Ele avalia que retirar CO2 da atmosfera leva muito tempo e não provocará um resfriamento muito rápido, e que o manejo da radiação também não resolve o problema. “É rápido, barato, imperfeito e incerto”, alertou Keutsch. Mas concordou que é o método mais viável que há no momento.

Marcio Murad

 

O pesquisador do Laboratório Nacional de Computação Científica (LNCC) Marcio Murad apresentou novas alternativas para o armazenamento de CO2 em reservatórios de pré-sal. Os modelos ainda estão em discussão, mas já integram alguns projetos no exterior. “No Brasil não temos discussões científicas sobre isso. Temos apenas algumas iniciativas de empresas”.

Outra técnica de geoengenharia discutida mundialmente é a fertilização de oceanos, de acordo com a Hipótese do Ferro, do cientista John Martin. O professor do Instituto Oceanográfico da Universidade de São Paulo (USP) Frederico Brandini apresentou experimentos para refletir sobre a eficácia da fertilização de ferro no oceano para controlar o aquecimento global. Ele indicou que para reduzir o fenômeno, os experimentos teriam que ser muito maiores em termos de espaço (milhares de km²) e tempo de fertilização (décadas).

 

Frederico Brandini

A questão da governança foi apontada por Artaxo como extremamente importante, para determinar quem vai controlar o processo de implementação das técnicas. E há uma preocupação com a ausência do Brasil nos fóruns internacionais sobre o tema. “Imagina se os EUA ou a China decidem sozinhos mudar o clima do planeta”, alerta o Acadêmicos.
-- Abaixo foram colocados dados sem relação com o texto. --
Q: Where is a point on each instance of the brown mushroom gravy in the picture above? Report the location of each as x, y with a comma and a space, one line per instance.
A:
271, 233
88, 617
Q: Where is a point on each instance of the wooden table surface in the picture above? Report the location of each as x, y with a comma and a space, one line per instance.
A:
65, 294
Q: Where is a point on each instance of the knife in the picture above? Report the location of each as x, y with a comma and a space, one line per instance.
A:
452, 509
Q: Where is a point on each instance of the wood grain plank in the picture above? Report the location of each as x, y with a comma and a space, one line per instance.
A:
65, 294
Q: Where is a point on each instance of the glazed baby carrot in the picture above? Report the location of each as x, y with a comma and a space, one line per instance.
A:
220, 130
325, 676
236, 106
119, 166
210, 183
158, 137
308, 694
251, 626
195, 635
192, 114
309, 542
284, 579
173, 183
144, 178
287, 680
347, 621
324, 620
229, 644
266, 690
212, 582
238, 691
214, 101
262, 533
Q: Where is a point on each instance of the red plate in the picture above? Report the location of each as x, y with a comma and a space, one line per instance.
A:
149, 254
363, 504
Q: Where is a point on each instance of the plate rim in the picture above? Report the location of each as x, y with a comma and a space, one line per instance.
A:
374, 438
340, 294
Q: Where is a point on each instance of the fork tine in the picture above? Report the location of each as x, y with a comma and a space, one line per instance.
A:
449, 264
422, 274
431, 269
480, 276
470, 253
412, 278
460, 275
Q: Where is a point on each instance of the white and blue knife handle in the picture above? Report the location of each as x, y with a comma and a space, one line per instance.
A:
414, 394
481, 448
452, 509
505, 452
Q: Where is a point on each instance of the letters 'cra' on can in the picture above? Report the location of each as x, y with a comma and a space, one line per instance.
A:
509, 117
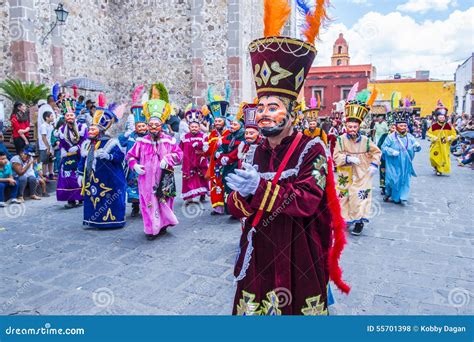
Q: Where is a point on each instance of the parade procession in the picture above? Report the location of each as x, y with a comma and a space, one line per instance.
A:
230, 173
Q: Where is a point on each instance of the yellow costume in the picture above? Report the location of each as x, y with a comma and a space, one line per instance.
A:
441, 135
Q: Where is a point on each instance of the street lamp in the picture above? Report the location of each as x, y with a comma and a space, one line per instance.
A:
61, 16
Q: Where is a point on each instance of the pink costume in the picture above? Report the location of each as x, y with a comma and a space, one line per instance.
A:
194, 166
156, 214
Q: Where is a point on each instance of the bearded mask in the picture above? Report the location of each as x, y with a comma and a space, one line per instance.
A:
140, 128
155, 127
70, 118
251, 135
94, 132
273, 115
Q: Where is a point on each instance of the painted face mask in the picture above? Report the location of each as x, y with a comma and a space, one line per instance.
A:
154, 127
69, 117
94, 132
251, 135
141, 128
272, 116
219, 123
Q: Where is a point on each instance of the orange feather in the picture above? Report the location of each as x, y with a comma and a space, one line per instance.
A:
372, 97
276, 13
315, 20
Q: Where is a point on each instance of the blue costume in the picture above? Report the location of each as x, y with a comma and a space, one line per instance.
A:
398, 151
103, 176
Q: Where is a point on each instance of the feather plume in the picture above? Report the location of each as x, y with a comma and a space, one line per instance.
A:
101, 101
55, 91
373, 97
112, 106
315, 20
303, 7
75, 92
363, 96
228, 91
395, 100
136, 93
210, 94
353, 92
119, 110
276, 13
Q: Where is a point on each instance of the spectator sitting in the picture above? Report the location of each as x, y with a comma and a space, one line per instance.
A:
24, 173
80, 105
3, 148
44, 142
6, 180
38, 167
20, 126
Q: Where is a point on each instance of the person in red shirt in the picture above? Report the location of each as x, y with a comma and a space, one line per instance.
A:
20, 126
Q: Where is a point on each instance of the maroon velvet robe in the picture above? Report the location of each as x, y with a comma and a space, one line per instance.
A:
288, 269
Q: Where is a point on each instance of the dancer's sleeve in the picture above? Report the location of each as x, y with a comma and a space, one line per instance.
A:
133, 156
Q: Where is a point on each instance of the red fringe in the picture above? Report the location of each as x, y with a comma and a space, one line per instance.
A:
338, 231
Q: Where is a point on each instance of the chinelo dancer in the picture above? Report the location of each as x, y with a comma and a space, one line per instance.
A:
441, 133
71, 137
357, 159
399, 150
284, 193
102, 176
153, 158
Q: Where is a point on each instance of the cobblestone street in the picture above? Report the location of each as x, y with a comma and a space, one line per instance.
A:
416, 259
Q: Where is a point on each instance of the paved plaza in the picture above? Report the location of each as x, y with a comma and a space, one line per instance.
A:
416, 259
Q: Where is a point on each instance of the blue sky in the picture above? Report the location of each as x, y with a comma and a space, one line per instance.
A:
402, 36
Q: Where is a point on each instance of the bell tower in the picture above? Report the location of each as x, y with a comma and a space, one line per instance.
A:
340, 52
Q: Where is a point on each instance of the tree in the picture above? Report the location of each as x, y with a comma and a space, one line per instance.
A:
26, 92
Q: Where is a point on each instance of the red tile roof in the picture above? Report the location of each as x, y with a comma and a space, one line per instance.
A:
341, 68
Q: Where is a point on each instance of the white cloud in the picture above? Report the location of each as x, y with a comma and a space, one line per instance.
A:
423, 6
396, 43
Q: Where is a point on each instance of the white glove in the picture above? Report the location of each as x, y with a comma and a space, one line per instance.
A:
353, 160
163, 164
103, 155
245, 182
372, 170
139, 169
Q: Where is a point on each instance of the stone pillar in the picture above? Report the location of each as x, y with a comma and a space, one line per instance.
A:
23, 40
234, 50
199, 83
57, 49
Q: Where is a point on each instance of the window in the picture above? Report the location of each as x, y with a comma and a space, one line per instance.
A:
344, 92
318, 91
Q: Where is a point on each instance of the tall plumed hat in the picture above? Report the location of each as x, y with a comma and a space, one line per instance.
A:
67, 105
105, 117
312, 113
250, 116
157, 107
358, 104
280, 64
218, 105
193, 114
404, 113
137, 106
440, 109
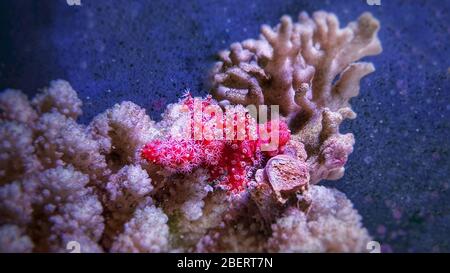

Keutsch observa que nações diferentes terão sempre objetivos diferentes, o que reforça a importância da governança. “Quem fará as perguntas? E quem avaliará as respostas? Quem avaliará quais as perguntas que faltam ser feitas? Quem definirá as etapas de interferência no clima?” Ele apontou a necessidade de que os atores envolvidos criem um comitê consultivo independente.

De todo modo, Robock afirmou que a geoengenharia apenas trata os sintomas. “Para tratar a doença, teríamos que realmente diminuir as emissões de CO2 e o consumo de energia”, explicou. Ele publicou um artigo intitulado “20 motivos porque a geoengenharia pode ser uma má ideia”, no qual destaca o que afirmou no evento da ABC:  “É preciso quantificar benefícios e riscos, para que a sociedade tome decisões bem fundamentadas”.